At school we commonly learn that the average of a group of numbers is a single value that represents the centre of the whole group, statisticians call this a measure of central tendency. The most common measures of central tendency are the mean, the median, and the mode.

The mean is calculated by summing all the values and dividing that sum by the total number of values. When someone talks about an average, they are often talking about the mean, though they don’t always say so.

The median is the value that divides all the values into two equal halves. Another way to describe this is the middle value when all values are placed in order from low to high.

The mode is the most common value. The mode is typically only useful when values are whole numbers, that is, they don’t have decimal parts. The mode isn’t normally useful for the kind of data GeoNet collects because the data are so precise that typically every value is unique.

Mean versus median

If you are calculating just one measure of average, mean or median, which should you calculate? The answer may lie in the fact that the mean is very sensitive to extreme values (sometimes called outliers) and the median is resistant to extreme values.

Here’s an example from Alberto Cairo’s book The Truthful Art.

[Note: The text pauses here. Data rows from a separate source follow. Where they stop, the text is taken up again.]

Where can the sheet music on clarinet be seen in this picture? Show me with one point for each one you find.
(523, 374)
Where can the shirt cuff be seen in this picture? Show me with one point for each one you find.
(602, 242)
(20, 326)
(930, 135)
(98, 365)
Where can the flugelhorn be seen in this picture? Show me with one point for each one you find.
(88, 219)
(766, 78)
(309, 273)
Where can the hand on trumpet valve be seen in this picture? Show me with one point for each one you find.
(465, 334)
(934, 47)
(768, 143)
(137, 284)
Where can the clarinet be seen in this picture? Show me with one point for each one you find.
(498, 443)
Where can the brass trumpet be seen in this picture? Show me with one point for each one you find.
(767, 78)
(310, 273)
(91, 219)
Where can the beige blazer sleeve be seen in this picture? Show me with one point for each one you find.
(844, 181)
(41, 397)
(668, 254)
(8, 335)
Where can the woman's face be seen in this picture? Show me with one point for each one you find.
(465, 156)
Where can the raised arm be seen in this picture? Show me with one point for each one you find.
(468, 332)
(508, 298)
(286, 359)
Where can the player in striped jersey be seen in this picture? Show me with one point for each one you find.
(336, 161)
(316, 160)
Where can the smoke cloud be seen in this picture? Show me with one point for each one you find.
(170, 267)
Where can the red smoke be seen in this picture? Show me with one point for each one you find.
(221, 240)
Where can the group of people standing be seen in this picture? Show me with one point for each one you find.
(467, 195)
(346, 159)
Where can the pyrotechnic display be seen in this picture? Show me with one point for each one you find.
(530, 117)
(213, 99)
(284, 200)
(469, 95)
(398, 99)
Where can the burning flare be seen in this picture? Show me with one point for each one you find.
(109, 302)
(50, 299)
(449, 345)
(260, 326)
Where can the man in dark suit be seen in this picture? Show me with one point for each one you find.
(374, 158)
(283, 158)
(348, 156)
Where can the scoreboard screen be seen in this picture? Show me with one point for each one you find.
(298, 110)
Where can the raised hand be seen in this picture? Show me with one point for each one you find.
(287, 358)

There was a group of seven university graduates, one of whom happened to be basketball star Michael Jordan. In their first year after graduating university, what was the average salary of the group? The salaries were $20k, $22k, $25k, $30k, $32k, $40k, and $5 million (Michael Jordan’s salary). The mean salary of the group was $738k and the median was $30k. In this case, there is an extreme value (Michael Jordan’s salary), and the median value is a better estimate of the salary of the group as a whole.

This example provides another way of thinking of mean and median. The mean is average salary, and the median is the salary of the average person.

Before we finally jump to a GeoNet example, one last comment: if the mean and median aren’t similar, then this suggests the data might have low value or high value outliers. In the Michael Jordan example, he is a high value outlier.

A GeoNet example - volcanic gas emission rates

Let’s look at a GeoNet data example. One of several techniques the Volcano Monitoring Group (VMG) uses to measure gas emission rates (sometimes called gas fluxes) are ‘gas flights’, where instruments are installed in a plane that flies near a volcano measuring gas concentrations. You can find out more about exactly how the data are collected on our How we monitor volcanoes web page.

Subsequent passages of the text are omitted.